Operation Interflex, which in June marked its first anniversary, is on track to have trained 30,000 people by the end of this year. And as the war rages on, the program isn’t planning on wrapping up its work anytime soon. If anything, it’s expanding in order to meet Ukraine’s needs. In addition to the basic infantry course, Interflex has recently expanded to offer training for Ukrainian marines and combat medics. The program is also expected to begin offering flight training for Ukrainian pilots, though the U.K. government has yet to confirm when that will officially commence.
It’s difficult to measure the success of a program like Operation Interflex. Its stated goal is to increase both the lethality and survivability of the recruits who come through the program, as well as respond to the needs of the Ukrainian army on the ground.

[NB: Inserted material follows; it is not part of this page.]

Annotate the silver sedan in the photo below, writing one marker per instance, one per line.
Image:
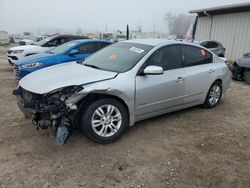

But Interflex’s organizers have no way of knowing how many of their recruits survive the frontline or what impact, if any, they have on battlefield progression.
But as far as their Ukrainian counterparts are concerned, this program is a win-win for both Ukraine and its international partners. “Ukrainians are the only soldiers in the world today who have experience of a full-fledged, large-scale war with an enemy of superior strength,” says Yehor Cherniev, a Ukrainian lawmaker and the deputy chairman of the Ukrainian Parliamentary Committee on National Security, Defense, and Intelligence. “British friends share their knowledge with our soldiers, our soldiers share their practical experience, and this makes both sides stronger.”
While the war has no clear end in sight, that hasn’t stopped these Ukrainian recruits from dreaming about their lives after it does. Some have made plans to go into business together after the war. “We’ve already chosen the technical directors, the instructors, the business directors—we’ve thought of everything!” says Ivan, who with his fellow recruits plans to start a training camp for teenage Ukrainians. Others are planning to see more of the world. Most, especially the parents, are just motivated by the promise of living in a country where no child knows what an air raid alarm sounds like.
“We want to learn as fast as we can, to understand, to remember everything, because this is our future,” says Ivan, a 35-year-old former professional soccer player from Bilozerka, in southern Ukraine. “If we train badly, everyone knows what the final could look like—and we don’t want to be in second place. Only victory.”